O Trecho do poema ‘Os arautos negros’ de César Vallejo:

“Há golpes na vida,

tão fortes… Não sei!

Golpes como o ódio de Deus; como se diante deles

A ressaca de todo o sofrido

Encharcasse a alma…

Não sei!...”

Conheci o poema por uma citação de Rubem Alves. É esse sentimento — não sei! Há guilhotinas afiadas sendo disparadas — enquanto houver vida —, mas diferente da medieval, o tempo do disparo dá lâmina até o desfecho final — a morte — não é previsível, ficamos aqui com o pescoço na guilhotina, sabendo que à lâmina está descendo — o corpo deteriorando por essa imobilidade — e à dona morte não chega.

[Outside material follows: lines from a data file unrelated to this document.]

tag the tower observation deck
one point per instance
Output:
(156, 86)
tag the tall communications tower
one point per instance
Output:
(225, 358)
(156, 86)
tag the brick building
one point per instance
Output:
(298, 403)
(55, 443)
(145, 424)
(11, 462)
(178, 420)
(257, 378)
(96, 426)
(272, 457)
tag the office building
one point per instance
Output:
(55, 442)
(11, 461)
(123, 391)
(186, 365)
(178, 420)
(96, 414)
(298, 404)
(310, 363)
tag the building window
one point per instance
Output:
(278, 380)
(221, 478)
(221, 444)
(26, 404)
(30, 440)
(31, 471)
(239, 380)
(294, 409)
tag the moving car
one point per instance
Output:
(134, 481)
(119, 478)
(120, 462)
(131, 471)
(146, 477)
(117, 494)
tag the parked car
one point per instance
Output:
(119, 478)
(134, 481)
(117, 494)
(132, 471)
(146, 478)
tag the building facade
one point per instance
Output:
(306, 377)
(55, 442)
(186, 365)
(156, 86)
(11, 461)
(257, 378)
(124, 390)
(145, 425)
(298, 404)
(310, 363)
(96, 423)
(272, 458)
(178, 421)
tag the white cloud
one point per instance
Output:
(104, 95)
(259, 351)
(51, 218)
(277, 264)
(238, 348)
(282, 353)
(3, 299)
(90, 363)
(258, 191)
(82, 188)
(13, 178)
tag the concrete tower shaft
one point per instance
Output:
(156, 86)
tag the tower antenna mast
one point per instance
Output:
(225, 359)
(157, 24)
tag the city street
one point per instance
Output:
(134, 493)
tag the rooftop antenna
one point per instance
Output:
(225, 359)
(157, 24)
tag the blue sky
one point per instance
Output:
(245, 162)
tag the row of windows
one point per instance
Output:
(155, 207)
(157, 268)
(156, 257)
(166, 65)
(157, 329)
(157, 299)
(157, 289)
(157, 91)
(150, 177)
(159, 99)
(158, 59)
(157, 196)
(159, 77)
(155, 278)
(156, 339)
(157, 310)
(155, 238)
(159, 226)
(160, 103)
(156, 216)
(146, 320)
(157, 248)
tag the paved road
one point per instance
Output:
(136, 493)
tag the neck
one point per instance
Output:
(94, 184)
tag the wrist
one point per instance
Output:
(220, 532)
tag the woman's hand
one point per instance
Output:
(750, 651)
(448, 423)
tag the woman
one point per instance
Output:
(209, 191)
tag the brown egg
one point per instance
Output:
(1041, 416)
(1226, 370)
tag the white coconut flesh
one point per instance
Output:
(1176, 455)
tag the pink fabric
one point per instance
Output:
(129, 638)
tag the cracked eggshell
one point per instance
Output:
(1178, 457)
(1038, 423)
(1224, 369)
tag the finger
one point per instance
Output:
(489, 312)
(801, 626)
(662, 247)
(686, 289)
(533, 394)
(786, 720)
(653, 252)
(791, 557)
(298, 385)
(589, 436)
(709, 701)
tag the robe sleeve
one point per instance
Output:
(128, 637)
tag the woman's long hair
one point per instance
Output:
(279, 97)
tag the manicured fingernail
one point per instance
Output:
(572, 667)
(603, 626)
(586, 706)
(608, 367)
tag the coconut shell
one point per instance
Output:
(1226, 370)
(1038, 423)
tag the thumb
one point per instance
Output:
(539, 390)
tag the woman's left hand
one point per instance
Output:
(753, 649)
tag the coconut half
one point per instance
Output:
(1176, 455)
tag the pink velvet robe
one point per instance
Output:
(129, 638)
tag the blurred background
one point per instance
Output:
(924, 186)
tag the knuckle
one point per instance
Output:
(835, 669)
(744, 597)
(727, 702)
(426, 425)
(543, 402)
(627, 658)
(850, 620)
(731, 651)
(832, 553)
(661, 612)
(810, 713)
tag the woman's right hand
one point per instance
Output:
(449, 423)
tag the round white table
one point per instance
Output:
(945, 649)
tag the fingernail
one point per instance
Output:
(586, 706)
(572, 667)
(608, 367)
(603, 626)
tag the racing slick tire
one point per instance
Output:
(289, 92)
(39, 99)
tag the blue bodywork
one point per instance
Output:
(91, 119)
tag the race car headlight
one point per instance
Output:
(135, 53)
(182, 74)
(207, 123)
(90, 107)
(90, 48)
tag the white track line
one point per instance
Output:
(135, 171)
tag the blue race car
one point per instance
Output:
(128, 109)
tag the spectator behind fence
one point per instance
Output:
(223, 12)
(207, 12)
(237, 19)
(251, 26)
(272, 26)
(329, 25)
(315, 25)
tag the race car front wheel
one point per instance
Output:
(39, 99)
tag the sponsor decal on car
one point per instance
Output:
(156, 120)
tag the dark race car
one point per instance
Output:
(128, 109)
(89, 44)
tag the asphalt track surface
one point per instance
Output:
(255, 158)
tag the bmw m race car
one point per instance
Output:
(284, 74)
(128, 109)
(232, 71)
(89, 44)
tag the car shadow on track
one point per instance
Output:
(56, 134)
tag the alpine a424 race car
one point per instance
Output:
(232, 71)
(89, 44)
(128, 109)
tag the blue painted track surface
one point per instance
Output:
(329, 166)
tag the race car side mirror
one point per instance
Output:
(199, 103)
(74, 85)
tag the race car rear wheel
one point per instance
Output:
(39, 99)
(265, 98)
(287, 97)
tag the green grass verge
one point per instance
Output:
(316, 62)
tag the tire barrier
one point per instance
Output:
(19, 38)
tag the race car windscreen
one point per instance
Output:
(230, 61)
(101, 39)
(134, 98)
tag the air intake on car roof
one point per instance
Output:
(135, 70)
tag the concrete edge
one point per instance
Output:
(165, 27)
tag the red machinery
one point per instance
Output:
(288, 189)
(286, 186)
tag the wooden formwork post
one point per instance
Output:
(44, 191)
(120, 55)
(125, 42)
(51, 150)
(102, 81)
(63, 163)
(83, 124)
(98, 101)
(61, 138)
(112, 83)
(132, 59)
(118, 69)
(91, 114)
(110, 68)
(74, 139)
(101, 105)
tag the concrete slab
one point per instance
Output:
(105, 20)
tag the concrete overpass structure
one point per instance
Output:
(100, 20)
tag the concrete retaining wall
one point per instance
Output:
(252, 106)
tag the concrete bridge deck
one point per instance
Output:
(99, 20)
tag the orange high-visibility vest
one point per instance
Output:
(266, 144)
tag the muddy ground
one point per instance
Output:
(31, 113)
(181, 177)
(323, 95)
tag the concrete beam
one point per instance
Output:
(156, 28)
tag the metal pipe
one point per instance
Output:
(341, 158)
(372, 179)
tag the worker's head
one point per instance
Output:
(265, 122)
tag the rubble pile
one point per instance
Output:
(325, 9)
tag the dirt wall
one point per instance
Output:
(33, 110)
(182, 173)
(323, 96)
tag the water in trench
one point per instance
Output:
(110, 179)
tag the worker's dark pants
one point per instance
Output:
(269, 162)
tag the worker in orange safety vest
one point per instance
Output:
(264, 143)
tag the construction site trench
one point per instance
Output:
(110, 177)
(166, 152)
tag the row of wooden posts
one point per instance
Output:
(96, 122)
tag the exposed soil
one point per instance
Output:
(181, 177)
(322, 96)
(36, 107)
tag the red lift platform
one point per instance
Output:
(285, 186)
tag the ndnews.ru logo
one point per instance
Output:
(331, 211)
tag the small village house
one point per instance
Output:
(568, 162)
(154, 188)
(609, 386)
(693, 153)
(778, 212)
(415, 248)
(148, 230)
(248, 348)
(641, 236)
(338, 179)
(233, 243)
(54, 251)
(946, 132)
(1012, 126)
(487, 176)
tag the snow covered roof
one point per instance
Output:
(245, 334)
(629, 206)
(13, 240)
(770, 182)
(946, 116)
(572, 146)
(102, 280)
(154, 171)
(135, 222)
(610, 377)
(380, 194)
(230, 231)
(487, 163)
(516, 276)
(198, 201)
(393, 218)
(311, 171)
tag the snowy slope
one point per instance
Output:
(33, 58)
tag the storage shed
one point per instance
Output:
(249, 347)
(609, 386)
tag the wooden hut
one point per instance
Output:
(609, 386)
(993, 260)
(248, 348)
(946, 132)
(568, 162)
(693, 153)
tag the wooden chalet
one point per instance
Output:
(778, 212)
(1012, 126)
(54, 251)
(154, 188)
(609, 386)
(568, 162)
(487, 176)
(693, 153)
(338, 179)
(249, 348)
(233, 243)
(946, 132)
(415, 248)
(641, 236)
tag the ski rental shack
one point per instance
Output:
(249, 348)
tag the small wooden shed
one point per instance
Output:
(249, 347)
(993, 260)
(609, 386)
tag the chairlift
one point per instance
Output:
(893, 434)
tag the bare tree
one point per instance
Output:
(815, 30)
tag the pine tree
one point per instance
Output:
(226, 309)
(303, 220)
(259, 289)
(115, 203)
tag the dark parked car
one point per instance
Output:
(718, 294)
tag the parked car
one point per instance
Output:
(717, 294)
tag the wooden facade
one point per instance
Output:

Há escritores que têm o dom de descrever em belas e perspicazes palavras o sentimento de um condenado à morte:

“De repente do riso fez-se o pranto 

Silencioso e branco como a bruma 

E das bocas unidas fez-se a espuma 

E das mãos espalmadas fez-se o espanto. 

...

trecho do SONETO DE SEPARAÇÃO de Vinicius de Moraes.

De repente tudo muda, à voz vai ficando muda, à ciência surda e muda, já não nos escuta. Depois do sexto andar, à vida tende a piorar.